Data transmission systems are known in different designs and are widely used where part of the transmission system is freely movable and the distance to be bridged is limited to a few meters. Infrared (IR) transmission systems have proven their worth, particularly in the area of automatic route control of transport devices. Such transmission systems are particularly advantageous if several independent systems are used in parallel in the environment. Other transmission media, such as the high-frequency signals up to frequencies of a few hundred MHz, can practically not be used for such transmission links, since - when using several transmitters with the same frequency - decoupling of the signals is practically impossible. But even at different frequencies, the use of high-frequency signals is not always possible if electromagnetic interference fields are present in the local environment (WO 86/02637).

With regard to the type of transmission, pulse code modulation is often used in IR transmission systems.

In addition to the data to be transmitted, a not inconsiderable number of system-specific synchronization characters, such as start bit, reset bit, must also be transmitted. For example, for the relatively small amount of data of 4 bits, an additional 6 bits are required to control the 4-bit data word (DE-A-31 46 251).

If larger amounts of data are to be transmitted, relatively long transmission times have to be accepted. By dividing the data into several blocks and parallel instead of serial transmission, the transmission time can be shortened, but requires more circuitry, since several data transmitters and several data receiver units are required for parallel operation (DE-C-36 15 825).

One area of application for such data transmission devices is the automatic detection of signals for road traffic and for the reproduction of these signals in motor vehicles. The purpose of such devices is to enable the driver of a motor vehicle to call up the traffic signs in his motor vehicle that are valid in the section of road he is traveling on (DE-U-94 09 056).

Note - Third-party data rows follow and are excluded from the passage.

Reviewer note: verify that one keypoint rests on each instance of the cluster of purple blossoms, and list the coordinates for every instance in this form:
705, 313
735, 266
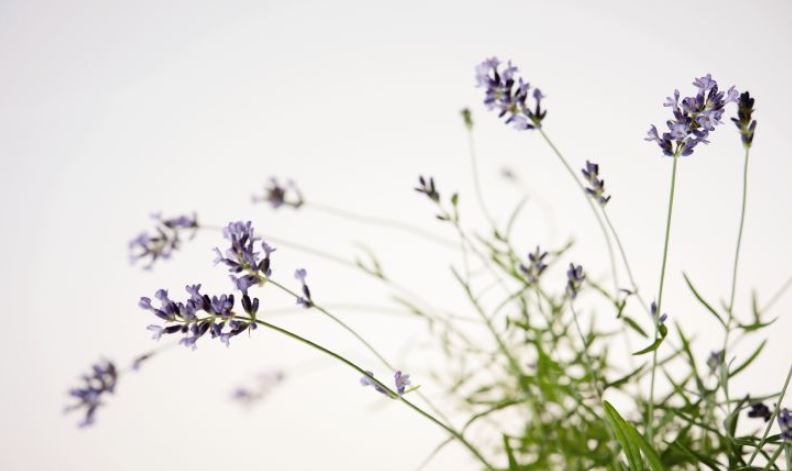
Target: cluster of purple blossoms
744, 120
305, 300
244, 262
98, 383
165, 240
536, 267
760, 411
596, 188
399, 379
508, 94
653, 311
715, 360
694, 117
575, 277
785, 423
219, 318
278, 195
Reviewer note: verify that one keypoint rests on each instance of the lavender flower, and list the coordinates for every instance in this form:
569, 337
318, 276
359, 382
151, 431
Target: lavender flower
744, 121
785, 424
243, 258
714, 361
100, 382
596, 188
165, 240
508, 94
694, 117
219, 318
760, 411
536, 266
400, 379
575, 277
653, 311
278, 195
304, 300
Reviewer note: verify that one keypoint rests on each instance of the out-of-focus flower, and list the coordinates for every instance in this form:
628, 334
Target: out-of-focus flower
536, 266
575, 277
760, 411
694, 117
278, 195
508, 94
596, 188
186, 317
165, 240
744, 120
97, 384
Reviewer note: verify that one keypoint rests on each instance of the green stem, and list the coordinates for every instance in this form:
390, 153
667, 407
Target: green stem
574, 176
650, 414
390, 392
776, 410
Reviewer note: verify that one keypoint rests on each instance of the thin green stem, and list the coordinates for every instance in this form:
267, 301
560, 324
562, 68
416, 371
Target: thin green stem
389, 392
770, 422
574, 176
650, 413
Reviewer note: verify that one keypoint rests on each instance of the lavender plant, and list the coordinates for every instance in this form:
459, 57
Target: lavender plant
537, 393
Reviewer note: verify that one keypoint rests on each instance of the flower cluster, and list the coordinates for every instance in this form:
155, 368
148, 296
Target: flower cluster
98, 383
596, 188
278, 195
694, 117
244, 263
508, 94
785, 424
399, 379
759, 410
575, 277
744, 120
536, 267
165, 240
304, 300
219, 318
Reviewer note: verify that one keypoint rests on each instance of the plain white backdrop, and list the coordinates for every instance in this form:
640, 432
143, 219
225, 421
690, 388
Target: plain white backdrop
112, 110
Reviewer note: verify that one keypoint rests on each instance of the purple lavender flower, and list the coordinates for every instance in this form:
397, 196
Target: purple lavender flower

A device for receiving and transmitting information between fixed and movable stations for determining and transmitting climate and road information is known, the at least one data transmission unit located along the movement path for transmitting a transmission signal and a data receiver unit located on a moving body for receiving the transmission signal and with at least one memory unit contained in the data receiver unit for storing the data and a data evaluation unit for evaluating the data (EP-A-0 575 907).

In order to transmit the data word to be transmitted from one base station to a data receiver unit located on a moving body with only one data transmission unit, to shorten the transmission time by saving control characters, and to additionally transmit its validity with respect to the direction of movement of the body coded into the data word a new transmission method can be invented that avoids the disadvantages of known systems.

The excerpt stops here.